— Лео Антонович, вы прошли в медицине колоссальный путь. Почему вы решили стать врачом?
— Мама в 38 лет осталась вдовой, нас было трое, я самый младший. В школе был круглым отличником, но понимания того, куда я пойду учиться, у меня не было. Старшая сестра заканчивала медицинский институт и очень хотела, чтобы я тоже стал врачом, и непременно хирургом. Все родители в Грузии и тогда, и сейчас мечтают, чтобы их дети стали врачами, поэтому тоже решил попробовать. Первый раз не поступил, пошёл работать на строительство чаеразвесочной фабрики. На следующий год поехал в Москву и поступил в 1-й Московский медицинский институт имени Сеченова, с которым в итоге оказалась связана вся моя жизнь.
— А почему вы выбрали кардиохирургию?
— На четвёртом курсе как-то встретились с однокурсником Борей Гельфандом, будущим академиком. Он был старостой кружка на кафедре оперативной хирургии и топографической анатомии и решил перейти в другой научный кружок. Его согласились отпустить, если он приведёт замену. И вот он встречает меня и говорит: «А что ты не занимаешься научной работой? Вот мы делаем эксперименты на собаках: останавливаем сердце, делаем пробные операции, а потом снова сердце заводим». Тогда все эксперименты делались на собаках. Меня, конечно, это безумно заинтересовало, и в итоге я заменил Борю в кружке. Это была кафедра оперативной хирургии и топографической анатомии, которой руководил ректор института академик Владимир Васильевич Кованов.
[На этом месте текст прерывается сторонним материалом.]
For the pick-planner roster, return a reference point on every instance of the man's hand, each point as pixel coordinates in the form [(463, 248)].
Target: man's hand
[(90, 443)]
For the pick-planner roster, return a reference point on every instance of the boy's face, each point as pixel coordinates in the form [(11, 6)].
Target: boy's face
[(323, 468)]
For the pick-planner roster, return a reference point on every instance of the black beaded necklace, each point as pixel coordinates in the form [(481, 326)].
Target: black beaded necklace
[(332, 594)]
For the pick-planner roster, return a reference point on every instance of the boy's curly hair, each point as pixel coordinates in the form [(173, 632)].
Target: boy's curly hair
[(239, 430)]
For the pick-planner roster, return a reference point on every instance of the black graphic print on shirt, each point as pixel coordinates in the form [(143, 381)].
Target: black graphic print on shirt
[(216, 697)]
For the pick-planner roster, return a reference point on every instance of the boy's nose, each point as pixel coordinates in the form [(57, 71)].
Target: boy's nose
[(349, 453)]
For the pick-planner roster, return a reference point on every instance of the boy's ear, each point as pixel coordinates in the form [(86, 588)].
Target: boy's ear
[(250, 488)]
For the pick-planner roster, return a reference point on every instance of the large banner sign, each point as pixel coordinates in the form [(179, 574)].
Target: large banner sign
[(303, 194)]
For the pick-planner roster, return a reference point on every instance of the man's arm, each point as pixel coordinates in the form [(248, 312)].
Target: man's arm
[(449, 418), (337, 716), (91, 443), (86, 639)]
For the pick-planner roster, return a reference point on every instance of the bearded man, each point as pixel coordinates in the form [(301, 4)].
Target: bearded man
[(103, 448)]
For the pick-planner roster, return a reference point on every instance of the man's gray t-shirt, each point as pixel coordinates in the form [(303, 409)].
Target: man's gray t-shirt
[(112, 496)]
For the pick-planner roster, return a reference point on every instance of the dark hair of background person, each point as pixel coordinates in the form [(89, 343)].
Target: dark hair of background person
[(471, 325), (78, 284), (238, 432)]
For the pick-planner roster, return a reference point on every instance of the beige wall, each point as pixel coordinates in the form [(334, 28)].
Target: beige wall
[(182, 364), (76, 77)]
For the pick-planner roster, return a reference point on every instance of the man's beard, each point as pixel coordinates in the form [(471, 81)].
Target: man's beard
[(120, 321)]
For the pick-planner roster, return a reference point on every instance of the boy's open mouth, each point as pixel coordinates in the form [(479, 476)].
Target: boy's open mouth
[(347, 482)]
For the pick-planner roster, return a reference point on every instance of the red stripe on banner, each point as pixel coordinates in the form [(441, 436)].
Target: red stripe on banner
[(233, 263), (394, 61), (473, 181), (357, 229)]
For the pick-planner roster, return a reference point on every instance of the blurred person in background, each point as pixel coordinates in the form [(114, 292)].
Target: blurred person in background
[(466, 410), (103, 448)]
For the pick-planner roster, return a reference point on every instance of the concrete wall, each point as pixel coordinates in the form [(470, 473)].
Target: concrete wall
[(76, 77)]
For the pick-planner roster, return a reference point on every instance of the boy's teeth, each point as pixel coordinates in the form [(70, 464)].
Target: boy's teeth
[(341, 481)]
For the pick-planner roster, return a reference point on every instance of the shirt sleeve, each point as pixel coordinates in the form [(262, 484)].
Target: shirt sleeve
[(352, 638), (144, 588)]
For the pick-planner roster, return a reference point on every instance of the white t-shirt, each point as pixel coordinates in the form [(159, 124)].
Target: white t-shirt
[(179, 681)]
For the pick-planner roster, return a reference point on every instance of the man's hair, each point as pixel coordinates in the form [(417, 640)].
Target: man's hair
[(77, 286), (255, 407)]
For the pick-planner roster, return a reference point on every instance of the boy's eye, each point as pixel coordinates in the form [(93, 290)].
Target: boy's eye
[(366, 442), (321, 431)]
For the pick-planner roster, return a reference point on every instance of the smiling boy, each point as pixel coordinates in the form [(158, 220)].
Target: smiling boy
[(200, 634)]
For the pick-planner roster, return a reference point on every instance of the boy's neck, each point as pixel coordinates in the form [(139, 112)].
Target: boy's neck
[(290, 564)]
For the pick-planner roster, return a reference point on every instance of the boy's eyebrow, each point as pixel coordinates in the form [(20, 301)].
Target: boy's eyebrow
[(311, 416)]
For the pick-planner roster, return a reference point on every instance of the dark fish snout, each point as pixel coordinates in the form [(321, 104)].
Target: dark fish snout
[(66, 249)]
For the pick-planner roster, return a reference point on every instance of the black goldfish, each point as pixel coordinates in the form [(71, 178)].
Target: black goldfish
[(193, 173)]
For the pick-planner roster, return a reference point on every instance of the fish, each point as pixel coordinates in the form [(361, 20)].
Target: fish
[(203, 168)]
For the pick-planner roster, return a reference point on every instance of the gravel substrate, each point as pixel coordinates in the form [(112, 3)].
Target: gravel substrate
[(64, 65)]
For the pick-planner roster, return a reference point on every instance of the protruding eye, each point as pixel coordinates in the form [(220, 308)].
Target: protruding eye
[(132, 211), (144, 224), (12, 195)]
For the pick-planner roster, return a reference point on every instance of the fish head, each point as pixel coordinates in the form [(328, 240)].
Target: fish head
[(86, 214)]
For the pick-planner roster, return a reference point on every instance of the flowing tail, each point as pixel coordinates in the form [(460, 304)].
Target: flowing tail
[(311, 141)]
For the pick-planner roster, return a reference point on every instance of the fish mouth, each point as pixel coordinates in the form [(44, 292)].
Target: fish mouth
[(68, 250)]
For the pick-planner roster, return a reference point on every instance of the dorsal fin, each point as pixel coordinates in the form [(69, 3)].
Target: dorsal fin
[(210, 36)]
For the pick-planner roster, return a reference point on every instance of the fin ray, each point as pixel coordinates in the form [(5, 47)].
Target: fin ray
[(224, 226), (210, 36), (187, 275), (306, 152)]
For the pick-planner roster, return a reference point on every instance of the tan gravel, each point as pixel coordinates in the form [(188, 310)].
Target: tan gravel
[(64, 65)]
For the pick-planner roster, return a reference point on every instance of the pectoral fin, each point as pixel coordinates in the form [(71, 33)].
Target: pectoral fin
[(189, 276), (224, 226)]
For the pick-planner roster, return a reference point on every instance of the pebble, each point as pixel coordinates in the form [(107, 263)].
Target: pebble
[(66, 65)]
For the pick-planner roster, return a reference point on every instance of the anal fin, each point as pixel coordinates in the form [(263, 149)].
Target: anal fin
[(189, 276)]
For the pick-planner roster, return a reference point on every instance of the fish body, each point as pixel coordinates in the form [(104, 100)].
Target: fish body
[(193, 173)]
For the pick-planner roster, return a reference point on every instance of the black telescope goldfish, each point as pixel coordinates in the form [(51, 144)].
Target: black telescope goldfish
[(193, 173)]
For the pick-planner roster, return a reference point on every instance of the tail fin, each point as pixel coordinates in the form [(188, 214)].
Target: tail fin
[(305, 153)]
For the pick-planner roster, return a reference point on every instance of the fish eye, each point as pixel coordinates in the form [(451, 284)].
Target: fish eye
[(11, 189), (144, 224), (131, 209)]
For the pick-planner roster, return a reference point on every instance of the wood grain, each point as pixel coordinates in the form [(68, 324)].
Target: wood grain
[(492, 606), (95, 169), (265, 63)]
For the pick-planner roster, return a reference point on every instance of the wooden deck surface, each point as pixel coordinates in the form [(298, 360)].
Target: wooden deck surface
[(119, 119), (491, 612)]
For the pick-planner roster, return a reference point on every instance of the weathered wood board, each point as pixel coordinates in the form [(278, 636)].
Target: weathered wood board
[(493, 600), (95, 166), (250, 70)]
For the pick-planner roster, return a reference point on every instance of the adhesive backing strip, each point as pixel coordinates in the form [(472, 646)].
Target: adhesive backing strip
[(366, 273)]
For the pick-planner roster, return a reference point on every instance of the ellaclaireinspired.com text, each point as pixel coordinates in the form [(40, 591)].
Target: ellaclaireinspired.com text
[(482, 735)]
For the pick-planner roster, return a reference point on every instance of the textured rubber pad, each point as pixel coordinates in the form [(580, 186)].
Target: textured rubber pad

— Это и стало для вас судьбоносным моментом?
— Да, сразу после окончания института меня распределили в аспирантуру, где я продолжал своё исследование по новому методу защиты организма при остановке кровообращения — гипербарической оксигенации. На защите диссертации одним из оппонентов был Владимир Иванович Бураковский, который за год до этого стал директором Института сердечно-сосудистой хирургии им. А.Н. Бакулева. Он совместно с ещё одним учеником Владимира Васильевича Кованова Борисом Алексеевичем Константиновым как раз открыл у себя отделение для детей до трёх лет с пороками сердцами, аналогов которому в то время ещё нигде не было. Смертность от пороков сердца в этом возрасте была очень высокая.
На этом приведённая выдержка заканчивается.